The draft laws have already drawn criticism from the EU commission and the International Monetary Fund (IMF), whose negotiating team last week broke off talks on a "precautionary loan" in protest over the envisaged legislative changes.

The centre-right Fidesz party of Prime Minister Viktor Orban enjoys a super-majority in the parliament able to pass constitutional changes or any other legislative moves it wants.

Orban is at odds with the governor of the central bank, as the financial institution has boosted interest rates to record highs, reaching seven percent on Tuesday - the highest in the EU. This puts the squeeze both on the government and the private sector, where most of the mortgages have been taken out in euros and Swiss francs, while the forint is depreciating rapidly.

In addition, the Hungarian central bank on Thursday warned that the government is likely to miss its deficit target for 2012, estimating that the shortfall will be more like 3.7 percent of gross domestic product compared to the goal of 2.5 percent.

Last week, EU commission chief Jose Manuel Barroso sent a letter to Orban warning that the two bills are in breach of EU law and "strongly advised" him to withdraw them from parliament.

Since the IMF walk-out, the Hungarian government's repayment capacity was downgraded to "junk" by Standard and Poor's, after Moody's - another major ratings agency - did the the same in November.

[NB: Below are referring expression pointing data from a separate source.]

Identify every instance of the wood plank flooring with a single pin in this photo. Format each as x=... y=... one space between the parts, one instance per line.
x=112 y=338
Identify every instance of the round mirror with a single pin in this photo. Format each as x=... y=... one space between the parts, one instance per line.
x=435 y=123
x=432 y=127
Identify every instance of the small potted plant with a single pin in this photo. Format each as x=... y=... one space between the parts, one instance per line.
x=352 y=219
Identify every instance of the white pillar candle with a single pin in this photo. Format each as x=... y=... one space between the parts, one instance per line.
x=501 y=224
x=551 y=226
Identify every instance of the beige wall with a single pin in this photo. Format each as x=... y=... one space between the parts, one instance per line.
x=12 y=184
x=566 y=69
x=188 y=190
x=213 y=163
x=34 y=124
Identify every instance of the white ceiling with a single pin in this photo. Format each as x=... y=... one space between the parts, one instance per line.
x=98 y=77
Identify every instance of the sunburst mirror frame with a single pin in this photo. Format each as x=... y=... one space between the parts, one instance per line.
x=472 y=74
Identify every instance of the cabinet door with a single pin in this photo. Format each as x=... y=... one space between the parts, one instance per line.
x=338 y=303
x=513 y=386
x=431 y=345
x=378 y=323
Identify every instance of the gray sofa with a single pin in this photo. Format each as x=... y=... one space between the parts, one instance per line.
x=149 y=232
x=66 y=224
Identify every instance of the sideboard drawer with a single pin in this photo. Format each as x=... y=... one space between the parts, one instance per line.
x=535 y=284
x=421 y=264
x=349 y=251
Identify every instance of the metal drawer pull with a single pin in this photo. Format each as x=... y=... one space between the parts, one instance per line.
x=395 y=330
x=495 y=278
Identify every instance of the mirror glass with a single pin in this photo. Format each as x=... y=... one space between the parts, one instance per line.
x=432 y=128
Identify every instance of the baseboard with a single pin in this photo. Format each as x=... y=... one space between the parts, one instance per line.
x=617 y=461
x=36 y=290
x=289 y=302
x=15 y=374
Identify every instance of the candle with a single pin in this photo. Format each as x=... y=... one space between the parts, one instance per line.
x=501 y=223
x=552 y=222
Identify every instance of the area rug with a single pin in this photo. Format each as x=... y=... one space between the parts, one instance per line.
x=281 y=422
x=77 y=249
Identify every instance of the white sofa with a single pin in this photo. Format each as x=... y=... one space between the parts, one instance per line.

Both have projected a negative outlook for the country's economy, forecast to have the highest debt level and slowest economic growth among the EU's eastern members next year.

Informal discussions on an IMF loan will resume in January, an EU commission spokesman said Thursday.

In a separate row, EU justice and fundamental rights commissioner Viviane Reding has also sent a letter to Orban's cabinet regarding data protection issues and age discrimination, after the government changed the retirement age for judges.

Earlier this year, just as Hungary was taking over the rotating EU presidency, the Orban government made headlines with a so-called media-gagging law, fiercely criticised by the EU Parliament and commission.

Under Brussels pressure, the Hungarian government revised some of the most controversial provisions, but human rights watchdogs such as the Council of Europe say the changes were "cosmetic".